Cruzeiro, Botafogo e Vasco foram os primeiros grandes clubes que aprovaram a compra de suas SAFs. Os mineiros venderam o comando do futebol ao ex-atacante Ronaldo Fenômeno, enquanto o setor do time Botafogo foi adquirido por John Textor, acionista de clubes como Crystal Palace (Inglaterra) e Lyon (França). Mais recentemente, o Vasco fechou negócio com a 777 Partners por 70% da SAF, contrato que ainda deve ser aprovado pelo Conselho Deliberativo do clube. Mesmo em meio aos trâmites, o clube já recebeu um aporte de seus investidores, comprovando que a parceria já pode estar encaminhada.

Em comum, os três times apareciam entre os cinco mais endividados do País até o ano passado. Em segundo lugar geral, o Cruzeiro possuía endividamento líquido de cerca de R$ 1 bilhão, de acordo com um levantamento da EY. Na mesma lista, em quarto e quinto lugar, respectivamente, estavam Botafogo e Vasco, com dívidas de R$ 863 milhões e R$ 710 milhões.

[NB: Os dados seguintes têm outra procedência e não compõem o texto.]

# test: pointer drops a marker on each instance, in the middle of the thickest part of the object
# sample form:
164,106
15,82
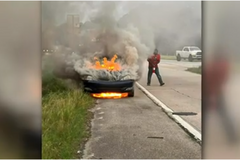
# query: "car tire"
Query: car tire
190,59
179,57
131,94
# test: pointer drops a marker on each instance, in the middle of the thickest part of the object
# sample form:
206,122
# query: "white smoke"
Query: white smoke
130,30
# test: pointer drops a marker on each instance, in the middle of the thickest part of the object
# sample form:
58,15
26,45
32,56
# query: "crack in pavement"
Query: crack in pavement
184,94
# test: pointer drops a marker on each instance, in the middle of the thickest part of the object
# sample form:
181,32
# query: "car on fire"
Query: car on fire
105,88
109,89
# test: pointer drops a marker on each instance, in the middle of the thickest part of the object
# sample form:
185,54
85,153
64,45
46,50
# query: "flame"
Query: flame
106,64
110,95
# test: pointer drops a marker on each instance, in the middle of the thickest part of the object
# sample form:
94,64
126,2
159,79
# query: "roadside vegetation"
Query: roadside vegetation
197,70
65,118
168,57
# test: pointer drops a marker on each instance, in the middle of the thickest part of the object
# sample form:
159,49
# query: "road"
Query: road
182,92
135,128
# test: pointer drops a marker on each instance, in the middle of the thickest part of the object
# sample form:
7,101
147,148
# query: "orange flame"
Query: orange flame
106,64
110,95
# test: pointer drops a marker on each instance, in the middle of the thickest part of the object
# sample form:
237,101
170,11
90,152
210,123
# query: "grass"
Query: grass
65,118
168,57
197,70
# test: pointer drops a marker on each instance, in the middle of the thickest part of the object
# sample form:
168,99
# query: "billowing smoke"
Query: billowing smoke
129,29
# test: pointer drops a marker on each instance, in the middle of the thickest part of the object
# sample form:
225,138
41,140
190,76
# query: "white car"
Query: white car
189,52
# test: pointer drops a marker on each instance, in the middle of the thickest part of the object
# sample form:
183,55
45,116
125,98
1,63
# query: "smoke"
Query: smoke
132,30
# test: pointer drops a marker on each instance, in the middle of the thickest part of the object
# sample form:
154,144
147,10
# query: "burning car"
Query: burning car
105,87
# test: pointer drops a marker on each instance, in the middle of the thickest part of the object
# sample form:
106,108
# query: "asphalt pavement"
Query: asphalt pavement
182,89
136,128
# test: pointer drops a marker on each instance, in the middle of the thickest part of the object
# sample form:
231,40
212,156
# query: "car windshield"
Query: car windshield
194,48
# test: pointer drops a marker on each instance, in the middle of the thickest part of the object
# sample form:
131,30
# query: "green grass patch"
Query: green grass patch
197,70
65,118
168,57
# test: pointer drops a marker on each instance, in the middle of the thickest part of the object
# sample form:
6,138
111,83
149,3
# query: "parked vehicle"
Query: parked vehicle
189,52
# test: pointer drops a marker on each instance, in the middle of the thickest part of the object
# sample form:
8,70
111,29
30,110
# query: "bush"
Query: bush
64,118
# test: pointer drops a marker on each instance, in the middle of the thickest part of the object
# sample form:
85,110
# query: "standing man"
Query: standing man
153,67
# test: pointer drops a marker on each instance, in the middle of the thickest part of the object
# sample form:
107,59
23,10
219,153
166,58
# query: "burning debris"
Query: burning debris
108,65
109,70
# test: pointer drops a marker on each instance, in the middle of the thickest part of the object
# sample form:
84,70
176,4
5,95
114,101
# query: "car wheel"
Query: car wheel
190,59
131,94
179,57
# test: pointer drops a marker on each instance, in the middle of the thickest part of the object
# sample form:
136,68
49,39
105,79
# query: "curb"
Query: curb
186,126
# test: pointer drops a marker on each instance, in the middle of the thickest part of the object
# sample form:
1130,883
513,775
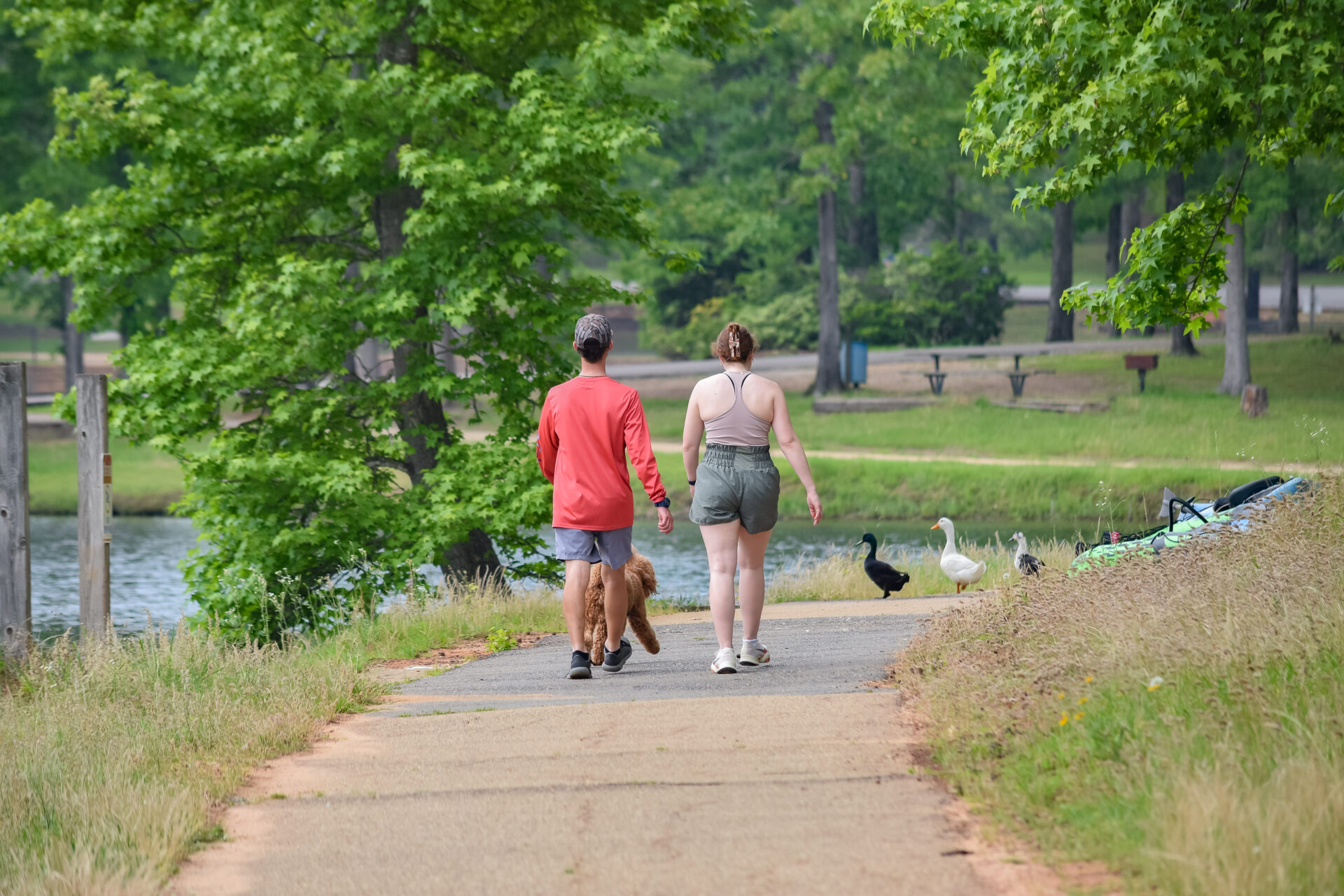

Os dados são de 2021, quando os três clubes disputavam a Série B e ano de regulamentação da SAF no Brasil.

Carlezzo analisa que, até agora no Brasil, os clubes vendidos foram aqueles que estavam em situação financeira grave e não tinha outra alternativa a não ser buscar um comprador. “Para esses clubes era quase que uma questão de sobrevivência. Já para os clubes que estão em, digamos, boa ou razoável situação financeira, buscar um comprador trata-se de buscar crescimento”, comentou.

De Paula concorda que os primeiros clubes a vender as ações de suas SAFs foram aqueles que precisavam do capital a curto prazo. Aqueles com uma saúde financeira melhor e que optarem pela SAF, segundo o consultor, terão mais tempo para avaliar propostas e poderão usufruir de incentivos tributários e uma estrutura jurídica mais leve.

SOLUÇÕES

A mestre em Direito, Juliana Biolchi, especialista em revitalização de empresas, negociações complexas e recuperação extrajudicial, concorda que o modelo não serve apenas para clubes superendividados. “A SAF é uma opção para qualquer clube que esteja maduro para adotar um modelo profissional de gestão, tendo ou não dívidas”, explicou.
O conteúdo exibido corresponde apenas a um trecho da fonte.